2. Freedom and Pluralism. More serious than these worries over a name are certain unresolved aporias to which Unger's thought -- as it takes shape since his multi-volume work Politics -- is subject. At the heart of the matter is the following question: Why does Unger think that recognizing the ontological truth about human beings (i.e., their freedom or context-transcending nature) grounds or supports a particular political program? Granted, the human being is a restless creator. But then laissez faire capitalism, the utopian socialist commune and the theocratic social order are all equally its creations. How does the premise help recommend one over the other? Unger tends to argue like this: "There is no natural order for context-transcending beings like us. Therefore, we should (or we must) try to create the next best thing: a context maximally open to self-revision, one which "shortens the distance" between routine and revolution." This sequence is on view in the following passage:
We are not exhausted by the social and cultural worlds we inhabit and build.

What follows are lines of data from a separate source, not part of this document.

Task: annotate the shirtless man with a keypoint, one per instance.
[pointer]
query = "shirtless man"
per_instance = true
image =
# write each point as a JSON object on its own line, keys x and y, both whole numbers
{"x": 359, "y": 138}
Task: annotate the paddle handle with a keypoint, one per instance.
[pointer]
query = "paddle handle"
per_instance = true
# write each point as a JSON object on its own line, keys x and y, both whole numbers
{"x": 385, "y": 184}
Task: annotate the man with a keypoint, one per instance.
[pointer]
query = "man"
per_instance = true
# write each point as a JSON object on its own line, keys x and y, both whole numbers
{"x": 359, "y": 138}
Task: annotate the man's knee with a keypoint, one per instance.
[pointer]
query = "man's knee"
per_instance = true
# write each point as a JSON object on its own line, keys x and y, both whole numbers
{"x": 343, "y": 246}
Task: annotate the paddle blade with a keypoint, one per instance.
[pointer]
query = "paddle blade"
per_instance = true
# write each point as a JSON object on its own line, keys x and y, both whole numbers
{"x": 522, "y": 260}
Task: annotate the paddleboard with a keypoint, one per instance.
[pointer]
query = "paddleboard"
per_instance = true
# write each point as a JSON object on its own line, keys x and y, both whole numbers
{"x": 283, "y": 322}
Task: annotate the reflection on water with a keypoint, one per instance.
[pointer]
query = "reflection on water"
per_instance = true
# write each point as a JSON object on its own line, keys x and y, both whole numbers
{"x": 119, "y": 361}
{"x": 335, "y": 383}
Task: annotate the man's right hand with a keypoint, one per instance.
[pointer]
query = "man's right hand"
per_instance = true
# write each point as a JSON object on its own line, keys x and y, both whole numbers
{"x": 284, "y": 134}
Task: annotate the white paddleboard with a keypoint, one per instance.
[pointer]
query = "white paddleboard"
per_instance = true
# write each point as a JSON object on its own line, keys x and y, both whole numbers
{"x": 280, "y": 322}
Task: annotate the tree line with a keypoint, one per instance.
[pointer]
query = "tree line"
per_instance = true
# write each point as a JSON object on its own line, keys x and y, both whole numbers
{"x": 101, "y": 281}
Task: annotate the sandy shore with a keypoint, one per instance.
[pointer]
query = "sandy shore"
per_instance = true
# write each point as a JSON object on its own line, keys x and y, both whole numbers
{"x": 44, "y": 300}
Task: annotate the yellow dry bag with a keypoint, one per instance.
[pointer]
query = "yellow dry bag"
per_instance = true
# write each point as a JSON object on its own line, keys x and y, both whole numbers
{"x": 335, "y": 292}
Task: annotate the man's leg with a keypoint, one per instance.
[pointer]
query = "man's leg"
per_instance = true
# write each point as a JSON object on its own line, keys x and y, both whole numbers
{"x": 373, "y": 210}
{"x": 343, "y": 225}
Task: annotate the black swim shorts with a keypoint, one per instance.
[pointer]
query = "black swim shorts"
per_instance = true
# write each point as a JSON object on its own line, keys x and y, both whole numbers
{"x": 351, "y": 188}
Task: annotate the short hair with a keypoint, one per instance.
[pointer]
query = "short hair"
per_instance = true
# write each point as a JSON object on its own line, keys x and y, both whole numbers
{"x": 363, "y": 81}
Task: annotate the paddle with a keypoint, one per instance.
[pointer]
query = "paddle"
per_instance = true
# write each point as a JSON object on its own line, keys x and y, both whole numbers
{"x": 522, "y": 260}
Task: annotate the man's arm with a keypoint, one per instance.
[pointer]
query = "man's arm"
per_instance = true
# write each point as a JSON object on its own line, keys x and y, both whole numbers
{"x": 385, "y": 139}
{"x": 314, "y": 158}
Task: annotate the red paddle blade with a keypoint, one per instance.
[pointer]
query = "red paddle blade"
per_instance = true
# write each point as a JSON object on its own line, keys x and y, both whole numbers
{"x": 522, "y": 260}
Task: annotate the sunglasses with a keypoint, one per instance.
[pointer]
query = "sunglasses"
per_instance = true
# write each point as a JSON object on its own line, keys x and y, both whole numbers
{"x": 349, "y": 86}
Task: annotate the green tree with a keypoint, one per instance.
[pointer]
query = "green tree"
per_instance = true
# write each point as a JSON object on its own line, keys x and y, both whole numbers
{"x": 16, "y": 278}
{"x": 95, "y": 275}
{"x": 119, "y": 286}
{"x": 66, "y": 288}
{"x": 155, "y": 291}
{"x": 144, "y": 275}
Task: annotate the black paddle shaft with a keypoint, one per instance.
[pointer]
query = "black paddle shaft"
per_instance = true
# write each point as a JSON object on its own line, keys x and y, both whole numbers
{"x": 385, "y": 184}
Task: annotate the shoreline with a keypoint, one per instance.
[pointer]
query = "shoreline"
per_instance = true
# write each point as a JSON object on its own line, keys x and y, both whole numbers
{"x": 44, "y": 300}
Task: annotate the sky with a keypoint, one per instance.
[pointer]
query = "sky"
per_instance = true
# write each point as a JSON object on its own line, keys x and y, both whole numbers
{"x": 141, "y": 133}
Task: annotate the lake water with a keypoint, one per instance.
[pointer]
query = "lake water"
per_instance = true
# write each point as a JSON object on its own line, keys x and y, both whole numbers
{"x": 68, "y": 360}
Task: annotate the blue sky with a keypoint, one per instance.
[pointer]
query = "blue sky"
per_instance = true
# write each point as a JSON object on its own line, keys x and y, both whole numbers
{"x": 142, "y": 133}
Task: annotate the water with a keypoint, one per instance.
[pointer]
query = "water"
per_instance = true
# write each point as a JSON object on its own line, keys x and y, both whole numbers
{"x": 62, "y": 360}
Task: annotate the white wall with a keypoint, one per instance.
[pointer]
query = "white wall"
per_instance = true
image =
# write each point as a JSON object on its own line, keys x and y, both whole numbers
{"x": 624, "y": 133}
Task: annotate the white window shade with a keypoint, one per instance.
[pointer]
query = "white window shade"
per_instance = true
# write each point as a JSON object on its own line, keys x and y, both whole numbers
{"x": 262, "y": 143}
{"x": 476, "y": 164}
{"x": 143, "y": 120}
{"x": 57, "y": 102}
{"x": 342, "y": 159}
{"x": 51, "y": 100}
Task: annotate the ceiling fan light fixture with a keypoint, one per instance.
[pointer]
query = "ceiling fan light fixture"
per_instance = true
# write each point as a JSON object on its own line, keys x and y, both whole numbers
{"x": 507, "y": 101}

They are finite. We, in comparison to them, are not. We can see, think, feel, build, and connect in more ways than they can allow. That is why we are required to rebel against them: to advance our interests and ideals as we now understand them, but also to become ourselves, affirming the polarity that constitutes the law-breaking law of our being.
Required to rebel? Without more, this looks like a non-sequitur. If the premise is that we are context-transcending beings, one could easily think of other ways of continuing on: "Therefore, there are (for us) a plurality of valid and good ways of life, none any more or less natural or "god-like" than the others. The life of freedom, and continuous change, can be good; but so can one of stability and tradition. No society can have all goods -- there are too many and they don't all fit together."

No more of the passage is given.